Flink is deployed in k8s with Per-Job mode having 1 job manager and 5 task managers. I have a daily cron job which triggers savepoint in order to have a fresh copy of the whole state.

Problems with the existing setup

1. I observe that savepoints are causing Flink to consume more than the allowed memory. I observe the behavior described in this stackoverflow post (which seems to be solved in 1.12.X if I am getting it right).

2. I cannot achieve high availability with Per-Job mode and thus I ended up having a regular savepoint on a daily basis.

Questions

1. Is it a good idea to have regular savepoints (say on a daily basis)?

2. Is it possible to have high availability with Per-Job mode? Or maybe I should go with session mode and make sure that my flink cluster is running a single job?

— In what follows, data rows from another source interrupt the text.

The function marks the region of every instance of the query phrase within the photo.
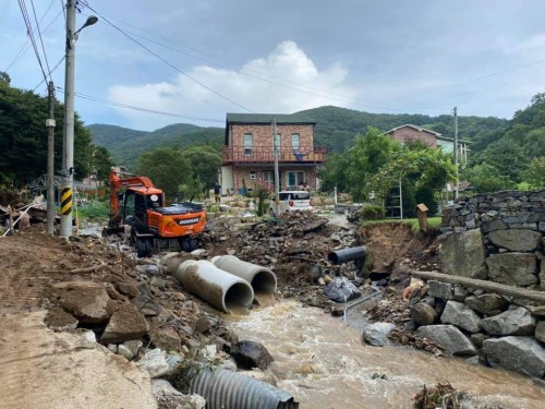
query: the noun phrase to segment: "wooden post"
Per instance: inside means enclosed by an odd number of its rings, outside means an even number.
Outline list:
[[[427,210],[428,208],[424,203],[416,205],[416,216],[419,217],[419,227],[422,231],[427,231]]]

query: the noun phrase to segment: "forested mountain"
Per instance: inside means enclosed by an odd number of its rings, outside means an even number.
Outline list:
[[[445,136],[453,134],[452,116],[429,117],[425,115],[368,113],[338,107],[320,107],[296,112],[316,121],[315,144],[325,145],[328,152],[342,152],[353,146],[355,135],[364,133],[367,127],[386,132],[392,128],[412,123],[432,129]],[[474,141],[472,149],[481,149],[488,142],[501,136],[508,121],[498,118],[459,117],[461,139]],[[129,167],[140,155],[156,146],[186,148],[197,143],[223,143],[223,128],[201,128],[178,123],[154,132],[135,131],[128,128],[94,124],[87,127],[97,145],[107,147],[118,164]]]
[[[195,144],[211,143],[218,146],[223,141],[222,128],[202,128],[189,123],[177,123],[153,132],[129,128],[93,124],[87,129],[93,141],[112,154],[113,161],[133,168],[138,157],[159,146],[186,148]]]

3. Let's assume that savepoints should be triggered only before job update/deployment. How can I trigger a savepoint if my job is already consuming more than 80% of the allowed memory per pod in k8s? My observations show that k8s kills task managers (which are running as pods) and I need to retry it a couple of times.

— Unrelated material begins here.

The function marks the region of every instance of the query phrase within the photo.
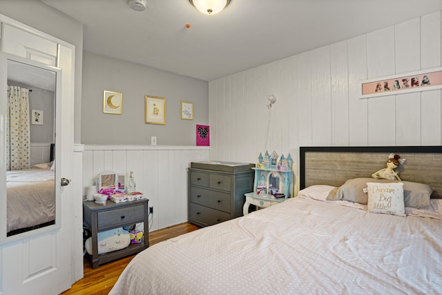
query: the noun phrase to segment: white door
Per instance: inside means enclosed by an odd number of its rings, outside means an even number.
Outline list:
[[[2,51],[62,72],[61,95],[55,99],[55,225],[46,232],[30,231],[20,234],[18,241],[0,245],[0,294],[56,294],[71,286],[73,185],[62,186],[61,180],[73,177],[74,46],[24,26],[15,28],[21,26],[3,24]]]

4. Should I consider upgrading to version 1.12.3?

5. Should I consider switching off state.backend.rocksdb.memory.managed property even in version 1.12.3?

6. How do I decide when the job parallelism should be increased? Are there some metrics which can lead me to a clue that the parallelism should be increased?

Best Regards,

Rado

Yangze Guo

Re: Deployment/Memory Configuration/Scalability

Hi, Radoslav,

> 1. Is it a good idea to have regular savepoints (say on a daily basis)?
> 2. Is it possible to have high availability with Per-Job mode? Or maybe I should go with session mode and make sure that my flink cluster is running a single job?

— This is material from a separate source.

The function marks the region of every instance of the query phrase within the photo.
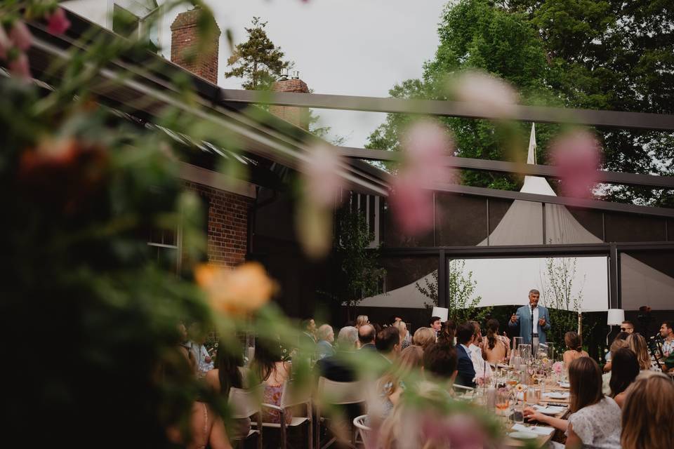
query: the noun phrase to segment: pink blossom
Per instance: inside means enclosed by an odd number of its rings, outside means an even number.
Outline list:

Yes, we can achieve HA with per-job mode with ZooKeeper[2]. Look at
your configuration, you need to also enable the checkpoint[2], which
is automatically triggered and helps you to resume the program when
failure, by setting the execution.checkpointing.interval.

> 3. Let's assume that savepoints should be triggered only before job update/deployment. How can I trigger a savepoint if my job is already consuming more than 80% of the allowed memory per pod in k8s? My observations show that k8s kills task managers (which are running as pods) and I need to retry it a couple of times.

I think with the checkpoint, you no longer need to trigger the
savepoint manually with a specific condition as the checkpoint will be
periodically triggered.

> 4. Should I consider upgrading to version 1.12.3?
> 5. Should I consider switching off state.backend.rocksdb.memory.managed property even in version 1.12.3?

I'm not an expert on the state backend, but it seems the fix of that
issue is only applied to the docker image. So I guess you can package
a custom image yourselves if you do not want to upgrade. However, if
you are using the Native K8S mode[3] and there is no compatibility
issue, I think it might be good to upgrading because there are also
lots of improvements[4] in 1.12.

> 6. How do I decide when the job parallelism should be increased? Are there some metrics which can lead me to a clue that the parallelism should be increased?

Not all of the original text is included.